How to choose between a Savings Account or Cash ISA
You have some money to put away for another day. So, open a Savings Account to keep it to one side? But then there are also Cash ISAs. Will the money be better in a Savings Account or Cash ISA (Individual Savings Account)?
What are the pros and cons? Understanding the differences between a cash ISA and a regular savings account does not have to be complex. It may be that the ISA is better for longer-term savings while the savings account is more like an interest-earning reserve for day-to-day money management. It depends on factors such as accessibility, the amount saved, and the tax implications. Each type of account has its benefits.
With the information below you’ll be better placed to match the account types to your own financial circumstances.
The main differences – Savings account or Cash ISA
ISAs (Individual Savings Accounts) in the UK are fundamentally savings accounts with special tax benefits. ISAs are savings accounts, but not all savings accounts are ISAs. The big difference is in the way that the interest they earn gets taxed, but there is more to it.
Tax on interest earned
With a savings account, the interest earned each year is taxed, but only if it exceeds a limit set by the government. This is currently £1,000 for basic rate taxpayers* and £500 per year for higher rate taxpayers* and £0 for those on the additional rate*. Interest earned above that amount is taxed at your marginal tax rate. On the other hand, all interest earned and capital gains on money saved in an ISA is tax-free, forever and regardless of your tax rate.
Savings account interest is calculated on the balance and added to the account. Any tax, if due, does not get deducted from the savings account so the compounding of interest is unaffected. The interest earned by a cash ISA is calculated in exactly the same way, with no tax implications.

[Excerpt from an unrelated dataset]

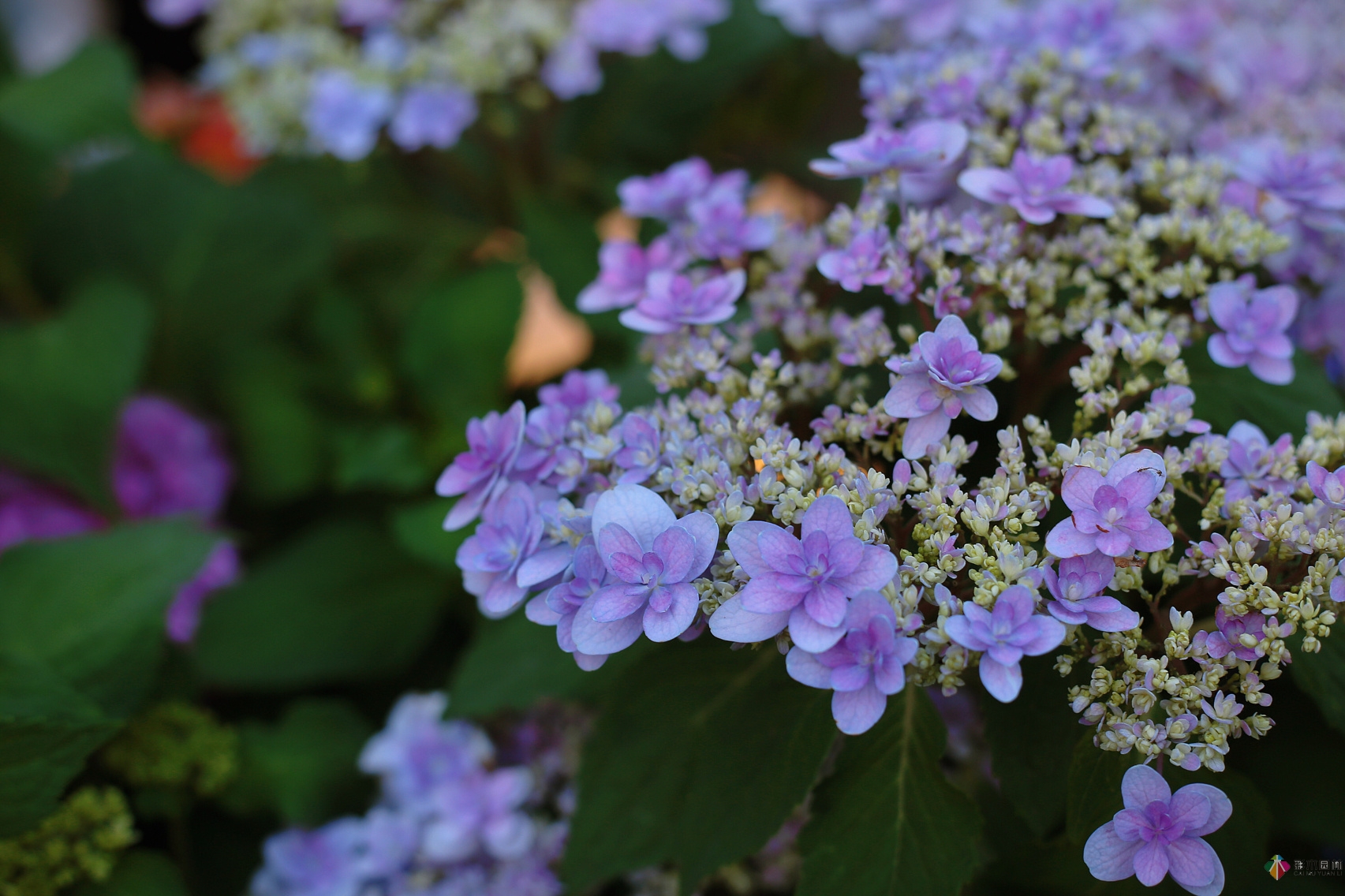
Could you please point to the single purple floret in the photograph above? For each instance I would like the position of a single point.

Up to the point where a savings account generates more than £1,000, or £500 for higher rate taxpayers, interest per year, there is very little difference between it and an equivalent cash ISA. That’s if your savings are £20,000 at 5% or £25,000 at 4% for basic rate taxpayers, half that amount for those on higher tax bands. After that point, a cash ISA is more profitable.
Non-tax considerations
You can save as much as you like each year in a savings account, from 1 penny to potentially £millions. However, depending on the account terms, the bank or financial institution may set a minimum and/or a maximum. ISAs, regardless of type, have an annual limit as to the amount you can deposit each tax year, even if you have multiple ISAs. That limit is currently £20,000 per tax year.
The interest rates paid are roughly similar for savings accounts and cash ISAs for new customers. Be aware of special terms for savings accounts, such as the need to make regular deposits or when and how often you can make withdrawals.
Also, note that the headline interest rates of savings accounts often apply for the first year only and reduce dramatically from the second year onwards. Switch the money to a new savings account immediately at that point to maintain the higher rate. It’s a hassle and can lead to a significant loss of interest if you forget. This typically does not happen with cash ISAs.
The bottom line
In summary:
The main differences between a savings account and a cash ISA in the UK are the tax treatment, contribution limits, interest rates, and accessibility.
- Savings Accounts and Cash ISAs pay similar rates of interest
- Interest earned in a cash ISA is tax-free.
- Interest earned in a Savings account is taxable, but only if you earn more that £1,000 interest as a basic rate taxpayer or £500 as a higher rate taxpayer (in the 2022-23 tax year)*.
- So if you earn less than that amount in annual interest then there is very little difference between a savings account and a cash ISA.
- If you earn more interest than that amount in a year, or are getting close to it, then consider a Cash ISA.
- Up to that level it is probably more important to shop around for the best interest rates and convenience in accessing your money.
Once you have saved £20,000 (the level where you are likely earning enough interest for it to become taxable) then the decision should no longer simply be between savings accounts and cash ISAs. There are more options, including other types of ISA that may provide higher returns or serve your savings goals better.
Thinking longer term?
Other types of ISAs may be more suitable
Other than cash ISAs that simply earn interest, it is possible to invest ISA money in other ways as well.
The funds can be used to buy stocks and shares ISAs, save tax-free towards a deposit for a house (using lifetime ISAs), invest in alternative financial platforms and projects (innovative finance ISAs), and help under-18 save and learn about investments (Junior ISAs).
Each type of ISA has its own rules and restrictions on contributions, withdrawals, and tax treatment, and they may be suitable for different types of investors with different investment goals and risk profiles.
Notes:
- * These amounts are current for the 2022-23 tax year. Check on the UK Government website for updates to these amounts and further information.